The epicentre was in Afghanistan’s Paktika province, near the border of Pakistan.
A powerful earthquake struck a rural, mountainous region of eastern Afghanistan near the Pakistani border early Wednesday, killing at least 920 people and injuring 600 others, authorities said.
Officials warned the death toll would likely rise.
Information remained scarce on the magnitude 6.1 temblor that damaged buildings in Khost and Paktika provinces. Rescue efforts are likely to be complicated since many international aid agencies left Afghanistan after the Taliban takeover of the country last year and the chaotic withdrawal of the U.S. military from the longest war in its history.
Neighbouring Pakistan’s Meteorological Department said the quake’s epicenter was in Afghanistan’s Paktika province, just near the border and some 50 kilometres southwest of the city of Khost.
Footage from Paktika province near the Pakistan border showed victims being carried into helicopters to be airlifted from the area. Others were treated on the ground. One resident could be seen receiving IV fluids while sitting in a plastic chair outside the rubble of his home and still more were sprawled on gurneys. Other images showed residents picking through clay bricks and other rubble from destroyed stone houses.
Afghan emergency official Sharafuddin Muslim gave the death toll in a news conference Wednesday.
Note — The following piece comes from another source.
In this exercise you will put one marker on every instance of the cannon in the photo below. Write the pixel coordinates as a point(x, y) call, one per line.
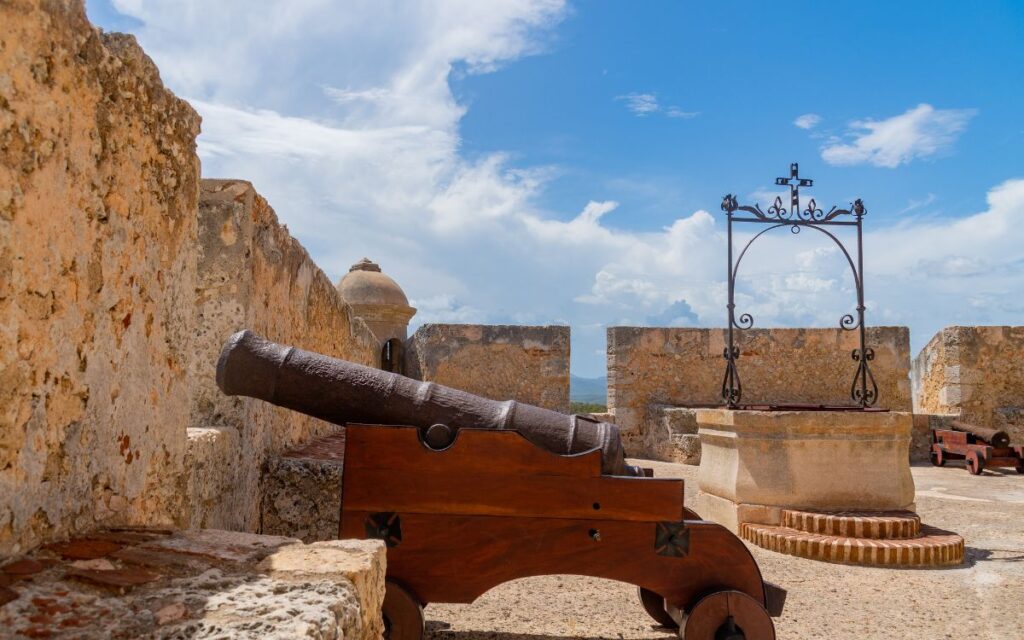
point(468, 493)
point(978, 446)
Earlier, the director-general of state-run Bakhtar news agency, Abdul Wahid Rayan, wrote on Twitter that 90 houses have been destroyed in Paktika and dozens of people are believed trapped under the rubble.
Bilal Karimi, a deputy spokesman for the Taliban government, gave no specific death toll but wrote on Twitter that hundreds of people were killed and injured in the earthquake, which shook four districts in Paktika.
“We urge all aid agencies to send teams to the area immediately to prevent further catastrophe,” he wrote.
In just one district of the neighbouring Khost province, the earthquake killed at least 25 people and injured over 95 others, local officials said.
In Kabul, Prime Minister Mohammad Hassan Akhund convened an emergency meeting at the presidential palace to coordinate the relief effort for victims in Paktika and Khost.
The “response is on its way,” the United Nations resident co-ordinator in Afghanistan, Ramiz Alakbarov, wrote on Twitter.
Tremors felt in Pakistan and India
Some remote areas of Pakistan saw reports of damage to homes near the Afghan border, but it wasn’t immediately clear if that was due to rain or the earthquake, said Taimoor Khan, a disaster management spokesperson in the area.
Deeply grieved to learn about earthquake in Afghanistan, resulting in loss of innocent lives. People in Pakistan share the grief & sorrow of their Afghan brethren. Relevant authorities working to support Afghanistan in this time of need.
—@CMShehbaz
Pakistan’s Prime Minister Shahbaz Sharif in a statement offered his condolences over the earthquake, saying his nation will provide help to the Afghan people.
Mountainous Afghanistan and the larger region of South Asia along the Hindu Kush mountains, where the Indian tectonic plate collides with the Eurasian plate to the north, has long been vulnerable to devastating earthquakes.
The European seismological agency, EMSC, said the earthquake’s tremors were felt over 500 kilometres by 119 million people across Afghanistan, Pakistan and India.
In 2015, a major earthquake that struck the country’s northeast killed over 200 people in Afghanistan and neighbouring northern Pakistan. A similar 6.1 earthquake in 2002 killed about 1,000 people in northern Afghanistan. And in 1998, a 6.1-magnitude earthquake and subsequent tremors in Afghanistan’s remote northeast killed at least 4,500 people.